The importance of building value has been highlighted by the financial crisis.
RESEARCHING our annual Deal of the Year feature has prompted a rethink of the dealmakers who won accolades in prior years, and of those who genuinely added value during the resources boom.
One of the defining characteristics of 2008 was the small number of major corporate deals, after four years of frenetic deal making during the boom.
Large and often complex takeovers and a stream of share market floats kept stockbrokers, lawyers, accountants and many other professionals busy during the boom. Now, they need to look harder for their next transaction.
More significantly, some of the transactions that looked impressive during the boom years no longer appear so positive.
On reflection, the biggest accolades should go to those who built valuable businesses rather than those who engineered clever financial transactions. Of course, some very prominent Western Australian businesses, most notably Alinta, did both.
Accolades should also go to those who were able to sell their business for cash at or near the top of the market.
Kerry Harmanis and his fellow directors at nickel miner Jubilee Mines head the latter grouping. After spending more than a decade building Jubilee into a highly profitable mining company, they put emotion aside and readily accepted a bumper $3.1 billion takeover offer.
Consolidated Minerals and Midwest Corporation are other mining companies that were sold near the peak, after they were the subject of aggressive bidding wars.
The successful bidders - Swiss company Xstrata, Ukrainian group Palmary Enterprises, and China's Sinosteel - now face a tough task extracting value from their Australian assets.
Accolades should also go to the business owners who were astute enough to float their companies when the market was running hot.
People like NRW Holdings co-founder Jeff McGlinn, who reaped a big cash reward when the contractor completed a $303 million initial public offering early last year.
Southern Cross Electrical Engineering and civil contractor Brierty also raised cash by floating near the top of the market. In these cases, the vendors have seen the value of their residual stake plunge in value, in line with the overall market and, in Brierty's case, because of poor financial performance.
The vendors who completed trade sales for cash may have been even smarter, or perhaps just luckier.
Included here are Kingston Bridge Engineering, which sold for $100 million cash, TCC Group, also sold for up to $100 million, and assay laboratories Ultra Trace (about $80 million) and Genalysis Laboratory Services (up to $56 million).
The transactions that WA Business News judged to be the top corporate deals of 2007 warrant a review in light of the changed market conditions.
The top-rated deals were Wesfarmers' $20 billion acquisition of Coles, Babcock & Brown's $12 billion purchase of Alinta, and Woodside's go-ahead for the $12 billion Pluto liquefied natural gas (LNG) project.

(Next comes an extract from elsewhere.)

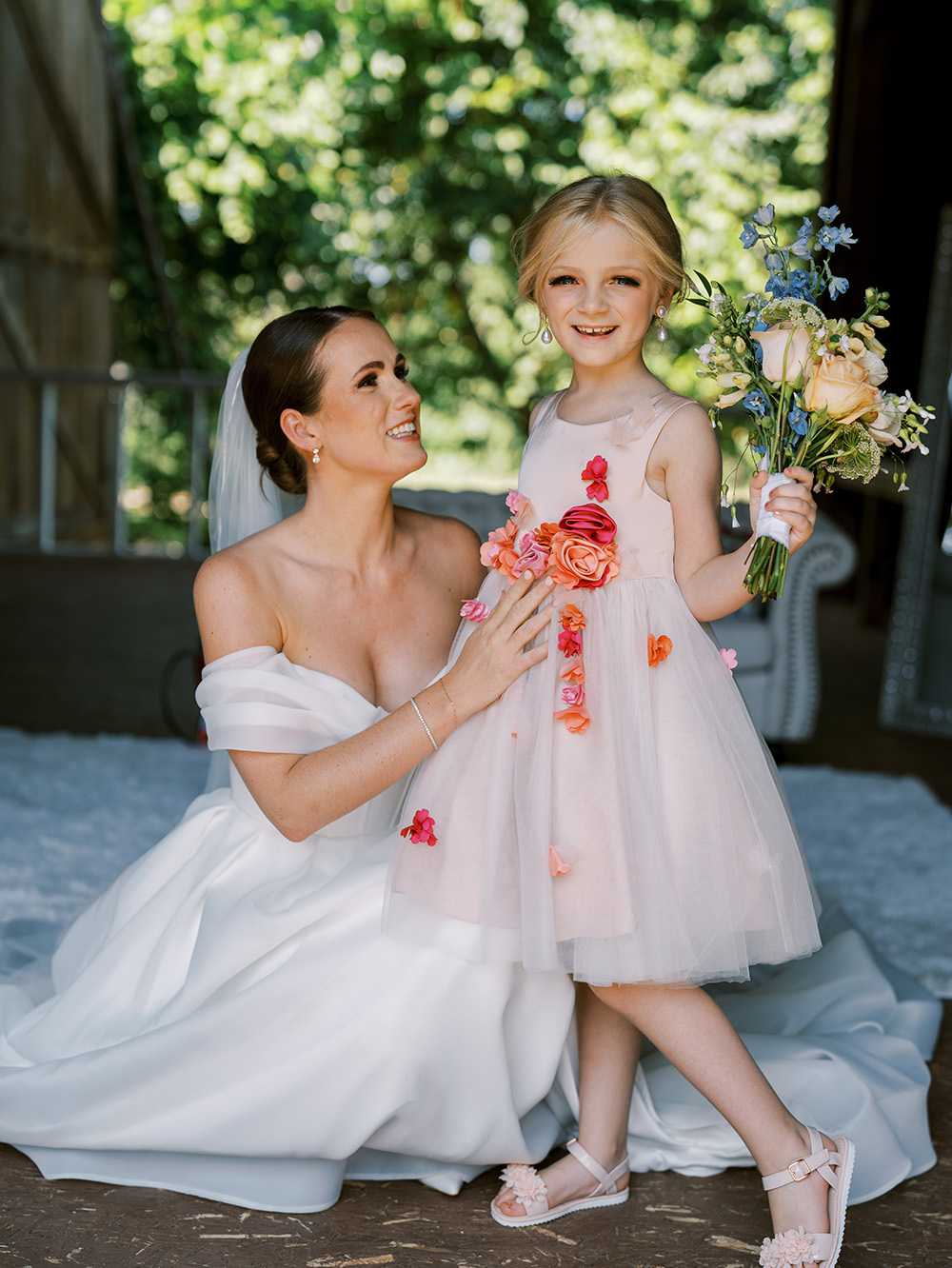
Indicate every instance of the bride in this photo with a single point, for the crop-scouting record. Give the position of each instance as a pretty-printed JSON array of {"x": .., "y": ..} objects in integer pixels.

The Coles and Alinta transactions signalled the high point of the boom - highly leveraged, complex in their structure and keenly contested.
The jury is still out on the Coles deal, which has left Wesfarmers with an uncomfortably large debt load and an enormous operational challenge to lift Coles' performance.

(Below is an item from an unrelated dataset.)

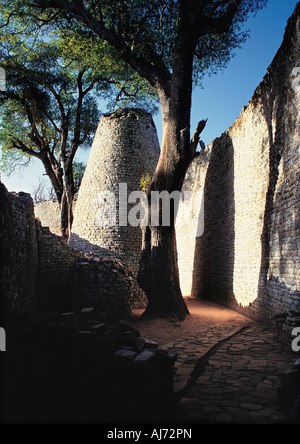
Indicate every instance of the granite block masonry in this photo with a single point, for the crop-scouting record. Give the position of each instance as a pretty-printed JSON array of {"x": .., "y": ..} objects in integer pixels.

The market has been a lot harsher in its judgment of Babcock, which is struggling to survive. Babcock was a product of the boom, using aggressive financial engineering and mountains of debt to create a major business in WA and elsewhere.

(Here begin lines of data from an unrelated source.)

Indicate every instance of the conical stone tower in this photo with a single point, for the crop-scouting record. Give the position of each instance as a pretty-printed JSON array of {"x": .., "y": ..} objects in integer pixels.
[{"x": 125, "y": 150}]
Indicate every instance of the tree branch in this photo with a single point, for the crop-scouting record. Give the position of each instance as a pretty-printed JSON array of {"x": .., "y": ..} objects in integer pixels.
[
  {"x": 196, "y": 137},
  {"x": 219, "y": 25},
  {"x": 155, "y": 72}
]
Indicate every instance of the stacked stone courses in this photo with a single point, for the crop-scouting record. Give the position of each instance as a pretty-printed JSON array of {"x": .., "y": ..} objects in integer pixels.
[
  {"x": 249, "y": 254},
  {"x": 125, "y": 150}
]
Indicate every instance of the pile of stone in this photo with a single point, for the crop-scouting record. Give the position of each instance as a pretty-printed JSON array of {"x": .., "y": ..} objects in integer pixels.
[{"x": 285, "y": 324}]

We shouldn't forget that it secured control of Alinta only after outgunning Macquarie Bank, one of Australia's most highly regarded businesses. However, that was a year ago. Since then, many of the senior executives who led Babcock's rise have left the struggling group.
Woodside's commitment to its wholly owned Pluto LNG project was seen as a gutsy move. It progressed from discovery to formal go-ahead in record time, is the largest resources project under way in Australia and will have a transformational effect on Woodside, which has taken Wesfarmers' mantle as the state's number one blue chip stock.
Fortescue Metals Group and Paladin Resources warrant special mention for what they achieved during the boom. While many other companies talked about their growth plans, FMG and Paladin delivered.
FMG defied the odds to fund and complete its Pilbara iron ore project, while Paladin is well established as a uranium miner, with its first mine in production, a second under development and a suite of growth projects on its books.